Why does the OCaml pattern `zero -> zero` seem to match everything?

Question

Here is a snippet of code from my book, and I'm not sure about how the matching works apparently because it seems the first case matches everything. Here are the warnings Ocaml throws at me:

# let zero = 0;;
# let one = 1;;
# let rec fib i =
match i with
zero -> zero
| one -> one
| j -> fib (j - 2) + fib (j - 1);;
Characters 57-60:


Warning: this match case is unused.
Characters 74-75:
Warning: this match case is unused.
| one -> one
^^^
| j -> fib (j - 2) + fib (j - 1);; 
^
val fib : int -> int = <fun>
# fib 1;;
- : int = 1
# fib 2002;;
- : int = 2002

Answer 1

This is a fairly common source of confusion.
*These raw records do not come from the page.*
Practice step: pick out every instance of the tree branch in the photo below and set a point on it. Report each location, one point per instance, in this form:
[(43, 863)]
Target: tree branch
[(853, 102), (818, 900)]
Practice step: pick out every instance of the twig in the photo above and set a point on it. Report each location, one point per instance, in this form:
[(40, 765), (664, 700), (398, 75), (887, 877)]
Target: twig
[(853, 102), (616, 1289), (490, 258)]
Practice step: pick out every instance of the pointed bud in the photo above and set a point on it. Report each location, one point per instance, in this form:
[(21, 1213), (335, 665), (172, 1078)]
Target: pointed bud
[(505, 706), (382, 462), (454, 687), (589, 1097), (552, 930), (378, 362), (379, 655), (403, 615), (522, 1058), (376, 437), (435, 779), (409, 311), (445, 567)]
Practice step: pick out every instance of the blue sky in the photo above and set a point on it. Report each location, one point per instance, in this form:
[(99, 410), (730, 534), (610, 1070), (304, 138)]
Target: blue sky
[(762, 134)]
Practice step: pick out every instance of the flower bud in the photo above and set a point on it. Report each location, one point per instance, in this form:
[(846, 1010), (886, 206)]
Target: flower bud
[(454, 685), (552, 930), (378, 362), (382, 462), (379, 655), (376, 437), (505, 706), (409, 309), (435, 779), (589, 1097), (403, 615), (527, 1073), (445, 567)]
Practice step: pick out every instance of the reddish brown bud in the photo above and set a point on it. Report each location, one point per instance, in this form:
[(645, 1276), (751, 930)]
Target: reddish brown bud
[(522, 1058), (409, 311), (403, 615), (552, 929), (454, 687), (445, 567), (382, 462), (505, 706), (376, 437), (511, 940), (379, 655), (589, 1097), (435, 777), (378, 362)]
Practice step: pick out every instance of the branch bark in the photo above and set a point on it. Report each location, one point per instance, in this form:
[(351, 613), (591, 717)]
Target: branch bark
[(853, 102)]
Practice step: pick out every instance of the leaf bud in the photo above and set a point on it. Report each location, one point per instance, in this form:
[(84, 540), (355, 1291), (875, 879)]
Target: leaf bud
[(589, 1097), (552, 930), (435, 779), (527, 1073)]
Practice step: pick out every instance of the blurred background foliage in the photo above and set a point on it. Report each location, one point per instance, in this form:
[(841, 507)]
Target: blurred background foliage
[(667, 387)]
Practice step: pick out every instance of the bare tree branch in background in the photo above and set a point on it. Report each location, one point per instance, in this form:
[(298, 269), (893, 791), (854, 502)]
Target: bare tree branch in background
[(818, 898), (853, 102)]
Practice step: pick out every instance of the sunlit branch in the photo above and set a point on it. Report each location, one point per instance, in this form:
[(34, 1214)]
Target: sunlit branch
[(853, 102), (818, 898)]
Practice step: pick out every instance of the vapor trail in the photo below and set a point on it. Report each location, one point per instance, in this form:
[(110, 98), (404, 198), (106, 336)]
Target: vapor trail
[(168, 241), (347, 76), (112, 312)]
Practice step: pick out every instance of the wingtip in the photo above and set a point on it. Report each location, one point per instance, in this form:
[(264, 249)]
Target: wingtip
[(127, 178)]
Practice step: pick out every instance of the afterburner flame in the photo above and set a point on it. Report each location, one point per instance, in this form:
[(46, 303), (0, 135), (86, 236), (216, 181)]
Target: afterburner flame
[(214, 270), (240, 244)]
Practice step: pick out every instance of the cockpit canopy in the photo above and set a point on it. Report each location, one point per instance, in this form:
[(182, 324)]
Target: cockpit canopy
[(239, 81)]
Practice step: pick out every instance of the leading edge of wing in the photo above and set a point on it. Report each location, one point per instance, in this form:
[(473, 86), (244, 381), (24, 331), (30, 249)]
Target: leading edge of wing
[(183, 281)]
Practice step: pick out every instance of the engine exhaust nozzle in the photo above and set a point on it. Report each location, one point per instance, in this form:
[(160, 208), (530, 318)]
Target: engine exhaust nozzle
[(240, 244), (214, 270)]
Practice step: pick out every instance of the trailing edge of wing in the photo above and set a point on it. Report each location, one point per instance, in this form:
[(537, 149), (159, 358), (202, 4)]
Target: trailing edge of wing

In essence you want to think of patterns as being built from constants (like 0 and 1) and identifiers that are bound by the pattern.

When an identifier shows up in a pattern, it matches anything at all, and binds the matched value to the identifier. An identifier in a pattern does not refer to any previous value associated with the identifier. So, indeed, your pattern will always match the first case and bind zero to the value of i.

You could imagine that you'd like to be able to give names to constant values, then use the names rather than the constants in a pattern. However OCaml (like other FP languages) doesn't work that way. One advantage (seems to me) is that it keeps things simple.